Of course not. Not only do Google, Microsoft, Apple and other giants enjoy the advantage of having economies of scale — meaning in this case that they have huge budgets and entire divisions of experts able to research, formulate and enunciate their ‘interests’ in legal and economic terms — but they also have the advantage of financial and political clout.
Thus it isn’t just that the blue-chip tech companies will be able to state their case in a more persuasive and informed manner than the little entrepreneurs, but they are also in a position to more effectively pull the necessary strings needed to get the stakeholders on the other side of the table (i.e. politicians, technocrats and consumer advocates) to see things their way.

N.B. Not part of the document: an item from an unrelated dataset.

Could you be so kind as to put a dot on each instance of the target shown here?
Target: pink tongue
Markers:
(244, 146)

The situation this presents seems reminiscent of the early days of so-called trust-busting in the U.S. — a misnomer if ever there was one — where the steel and railroad magnates got together with politicians to design the rules that would govern their industries. The result was a Pandora’s box of ‘anti-trust’ laws that actually served to stifle and choke out small competitors who sought to challenge the market dominance of the industries’ Goliaths.
Thus for all the laudatory talk about the transparency and fairness of multi-stakeholder processes, why in the world would this process be any more transparent or fair than, say, a session of Congress, where deals on legislation are often made behind closed doors long before a bill goes to the floor for a vote?
In closing, consumers and users of the products and services from which our politicians and professional do-gooders would like to protect us need to be aware that the enchanting multi-stakeholder process theory will inevitably turn into a far less charming and sordid reality once it convenes.